A monsoon destroyed part of their hospital on a South Pacific island. They were swamped with the sick and wounded near the front lines. A disease outbreak killed colleagues. Yet Amelia “Mimi” Greeley and Ruth “Brownie” Girk survived, and so did a friendship that still spurs near nightly phone calls as both turn 100.

“We’ve always appreciated our friendship, but as it gets later and later, we appreciate it more,” says Girk, who turns 100 in June. Greeley celebrated her birthday last week.

“We’re sort of like sisters — that get along,” says Greeley.

Then Amelia Devivo and Ruth Brown, the two women met after volunteering at a war hospital being organized by NewYork-Presbyterian, where both worked. They thought the same way about medicine and shared a readiness to laugh and enjoy life, traits they’d need after getting to Goodenough Island in early 1944.

A monsoon on the mountainous island, part of what’s now Papua New Guinea, poured mud into the newly built Ninth General Hospital and destroyed several wards. An outbreak of scrub typhus, a mite-borne disease that causes high fevers, sickened dozens of the personnel and killed eight.
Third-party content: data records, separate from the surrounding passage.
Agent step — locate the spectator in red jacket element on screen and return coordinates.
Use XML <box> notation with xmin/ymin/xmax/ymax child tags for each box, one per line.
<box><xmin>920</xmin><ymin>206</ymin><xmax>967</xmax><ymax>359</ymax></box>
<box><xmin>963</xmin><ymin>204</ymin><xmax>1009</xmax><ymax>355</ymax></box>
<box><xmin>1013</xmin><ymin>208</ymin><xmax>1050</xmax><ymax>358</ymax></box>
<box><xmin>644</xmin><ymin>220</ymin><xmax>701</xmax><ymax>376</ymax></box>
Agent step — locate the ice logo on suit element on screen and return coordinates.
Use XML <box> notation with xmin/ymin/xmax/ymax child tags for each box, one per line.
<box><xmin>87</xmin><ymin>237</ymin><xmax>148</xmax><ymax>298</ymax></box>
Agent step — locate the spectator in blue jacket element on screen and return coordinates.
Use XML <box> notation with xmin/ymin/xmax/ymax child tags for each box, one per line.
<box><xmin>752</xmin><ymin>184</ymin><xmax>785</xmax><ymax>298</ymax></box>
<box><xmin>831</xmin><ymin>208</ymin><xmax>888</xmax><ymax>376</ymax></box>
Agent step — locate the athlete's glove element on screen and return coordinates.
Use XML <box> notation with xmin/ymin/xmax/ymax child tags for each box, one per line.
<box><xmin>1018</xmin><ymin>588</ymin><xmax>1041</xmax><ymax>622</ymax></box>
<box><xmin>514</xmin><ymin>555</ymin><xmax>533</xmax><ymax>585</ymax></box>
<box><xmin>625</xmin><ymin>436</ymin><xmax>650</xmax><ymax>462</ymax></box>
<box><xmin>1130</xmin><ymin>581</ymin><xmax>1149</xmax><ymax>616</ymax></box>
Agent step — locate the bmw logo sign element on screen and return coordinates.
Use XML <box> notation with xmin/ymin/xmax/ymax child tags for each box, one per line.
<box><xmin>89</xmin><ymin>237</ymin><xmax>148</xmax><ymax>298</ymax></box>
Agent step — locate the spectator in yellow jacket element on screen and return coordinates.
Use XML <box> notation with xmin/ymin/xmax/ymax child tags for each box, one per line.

Within months, the Ninth General moved closer to the fighting. A hospital designed for 1,500 patients sometimes cared for as many as 2,500.

“When you’re in the service, you’re away from home, you become very close to people,” says Girk, of Arizona. “They’re your alternate family.”

After both worked six postwar months at a now-closed Army hospital in New York and finished their service as captains, they married and moved.

But their friendship held fast. They spent holidays and traveled together with their husbands and later without, after both were widowed in the 1980s.

It’s now several years since the duo saw each other; medical issues have made travel difficult. But their phone calls keep the friendship immediate.

They trade updates on their days, confer about their health, revisit three-quarters of a century of memories and had-to-be-there jokes.

If there’s a secret to a long life and friendship, Girk thinks it’s “happiness and a pleasant outlook on life.”

“We couldn’t care less about being 100, believe me,” she said.